End of boring story, unless you think I can fill in some other holes.  BTW - in the "official" website, I recall some reference to an AUTOVON switch at Pirmasens which was supposedly the only such switch North of the Alps, or some such.  Actually, Pirmasens had the AUTODIN switch, and Donnersberg had the AUTOVON switch.

73rd Signal Battalion
 
1975
(Source: STARS & STRIPES, Dec 27, 1975)
On the Donnersberg, a 2,215-foot mountain in Rheinland Pfalz, are two German and American television towers as well as the largest US military communications tower in the world.

The 153-foot orange-and-white structure is the hub of American military communications in Europe. The Donnersberg site is operated and maintained by the 76-man Donnersberg Detachment, an element of the 298th Signal Co.

The site handles an AUTOVON switch (one of only two "Army" AUTOVON switches in Europe), 16 relay systems and a technical control facility.

Since there are no billets at the site, the enlisted and unaccompanied soldiers live on the economy.

 

Members of the 298th Sig Co work in the Primary Tech Control section of
DCS Donnersberg, March 1986
 

Microwave antenna at DCS Donnersberg, March 1986
 
1986
(Source: BANNER, May 1986 - Worms MILCOM newspaper )

BANNER May 1986
 
Article on the Donnersberg DCS station and the 298th Signal Company which ran the site in the 1980s.

DONNERSBERG SITE CLOSURE (October 2011)
 

2nd SIG BDE color guard during official closing ceremony at Donnersberg, Oct 2011
 

M/W network diagram on wall in the conference room at Donnersberg
 
(Source: 5th Signal Command website; accessed April 15, 2013)
Article by Kristopher Joseph

DONNERSBERG, Germany (Oct. 14, 2011) – Donnersberg, or the “Thunder Mountain,” is the highest hill in Rheinland Palatinate at 2,200 feet high. After World War II, the U.S. constructed the largest radio station in Western Europe. This site was a primary hub of American military communications with its 153-foot tower.

As communications have transformed in Europe, the time has come to bid farewell to an important part of 5th Signal Command history.

Members of 5th Signal Command held a small ceremony that also included local German national colleagues to honor the closing of the Donnersberg site.

Back in the day when most communications were relayed through radio and line-of-site microwave relays, the Donnersberg site also housed the Automatic Voice Network (AUTOVON) switch (one of only two "Army" AUTOVON switches in Europe), 16 relay systems and a technical control facility.

Throughout its existence, Donnersberg has gone through many transitions as communications have improved and expanded. Various 5th Signal units served in Donnersberg to include Wiesbaden’s 102nd Signal Battalion.

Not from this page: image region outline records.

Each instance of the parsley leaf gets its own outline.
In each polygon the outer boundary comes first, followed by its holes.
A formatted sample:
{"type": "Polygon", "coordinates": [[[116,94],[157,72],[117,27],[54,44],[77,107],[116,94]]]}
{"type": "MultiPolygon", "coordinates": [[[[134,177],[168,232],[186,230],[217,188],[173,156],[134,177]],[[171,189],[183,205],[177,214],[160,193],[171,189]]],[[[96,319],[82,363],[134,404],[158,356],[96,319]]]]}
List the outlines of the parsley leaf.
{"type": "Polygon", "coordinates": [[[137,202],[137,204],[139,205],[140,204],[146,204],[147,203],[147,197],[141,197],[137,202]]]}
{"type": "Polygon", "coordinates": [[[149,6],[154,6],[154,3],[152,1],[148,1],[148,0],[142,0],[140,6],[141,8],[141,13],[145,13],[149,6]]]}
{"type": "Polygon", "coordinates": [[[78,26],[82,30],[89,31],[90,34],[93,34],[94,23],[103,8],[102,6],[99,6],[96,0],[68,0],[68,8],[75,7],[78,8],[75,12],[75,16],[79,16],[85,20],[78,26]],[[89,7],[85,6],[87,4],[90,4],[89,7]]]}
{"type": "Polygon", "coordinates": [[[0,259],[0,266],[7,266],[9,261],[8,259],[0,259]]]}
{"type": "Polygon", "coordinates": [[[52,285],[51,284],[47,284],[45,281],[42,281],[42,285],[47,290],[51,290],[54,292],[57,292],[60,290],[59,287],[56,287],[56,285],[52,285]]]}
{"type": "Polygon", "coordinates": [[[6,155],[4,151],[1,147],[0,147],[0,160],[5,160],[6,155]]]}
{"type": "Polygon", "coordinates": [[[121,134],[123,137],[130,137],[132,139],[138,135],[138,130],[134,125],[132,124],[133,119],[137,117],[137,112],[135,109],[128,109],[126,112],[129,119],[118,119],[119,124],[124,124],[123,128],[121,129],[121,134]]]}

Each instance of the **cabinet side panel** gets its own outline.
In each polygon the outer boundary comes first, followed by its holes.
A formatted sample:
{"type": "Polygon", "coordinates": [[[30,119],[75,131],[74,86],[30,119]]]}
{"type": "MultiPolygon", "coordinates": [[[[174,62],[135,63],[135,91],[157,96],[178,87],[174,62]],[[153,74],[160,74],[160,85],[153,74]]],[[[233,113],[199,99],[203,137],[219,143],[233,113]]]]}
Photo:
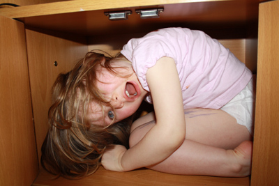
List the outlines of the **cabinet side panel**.
{"type": "Polygon", "coordinates": [[[52,102],[52,84],[59,73],[69,71],[79,59],[84,56],[88,47],[28,29],[26,30],[26,36],[34,125],[40,159],[40,148],[48,130],[47,112],[52,102]]]}
{"type": "Polygon", "coordinates": [[[30,185],[38,166],[24,26],[2,16],[0,24],[0,185],[30,185]]]}
{"type": "Polygon", "coordinates": [[[279,1],[259,6],[252,185],[279,183],[279,1]]]}

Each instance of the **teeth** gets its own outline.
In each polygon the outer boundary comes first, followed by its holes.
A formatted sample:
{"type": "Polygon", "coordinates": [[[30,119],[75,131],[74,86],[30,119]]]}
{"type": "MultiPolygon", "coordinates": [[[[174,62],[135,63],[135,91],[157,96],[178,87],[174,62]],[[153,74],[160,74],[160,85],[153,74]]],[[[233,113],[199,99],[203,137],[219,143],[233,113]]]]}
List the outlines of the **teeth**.
{"type": "MultiPolygon", "coordinates": [[[[125,93],[126,93],[126,95],[127,95],[128,97],[130,97],[130,93],[129,93],[129,92],[128,92],[127,90],[125,91],[125,93]]],[[[137,93],[135,92],[135,93],[134,93],[134,95],[135,96],[135,95],[137,95],[137,93]]]]}
{"type": "Polygon", "coordinates": [[[126,95],[127,95],[128,97],[130,97],[130,93],[128,92],[127,90],[125,91],[125,93],[126,93],[126,95]]]}

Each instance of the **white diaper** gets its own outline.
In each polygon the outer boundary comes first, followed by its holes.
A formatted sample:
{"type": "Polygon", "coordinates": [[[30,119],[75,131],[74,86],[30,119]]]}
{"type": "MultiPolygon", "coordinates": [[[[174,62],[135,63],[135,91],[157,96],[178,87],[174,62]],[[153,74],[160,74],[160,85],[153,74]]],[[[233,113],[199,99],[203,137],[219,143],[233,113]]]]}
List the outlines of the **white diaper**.
{"type": "Polygon", "coordinates": [[[255,77],[232,100],[220,108],[234,116],[237,123],[244,125],[253,134],[255,119],[255,77]]]}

Donnersberg and the several other towers throughout Europe were part of what was known as the Digital European Backbone or DEB. With the implementation of a new fiber-optic network backbone and the onset of Dense Wave Division Multiplexing, just to name a few, historic towers such as these have been slowly phased out.

“The Soldiers and civilians that worked at the site will go down as important contributors to the modern bandwidth infrastructure that we benefit from today,” said Keith Ingram, 5th Signal Command’s Global Information Grid program manager. “We learned lifelong lessons here while also learning, developing, polishing and evolving our technical skills. For this reason we are here at our Alma Mater to honor it for its service and say goodbye. We may no longer be stationed or work here but we’ll always have some special moments we shared here. The ‘Thunder Mountain’ will always have a special place in our hearts.”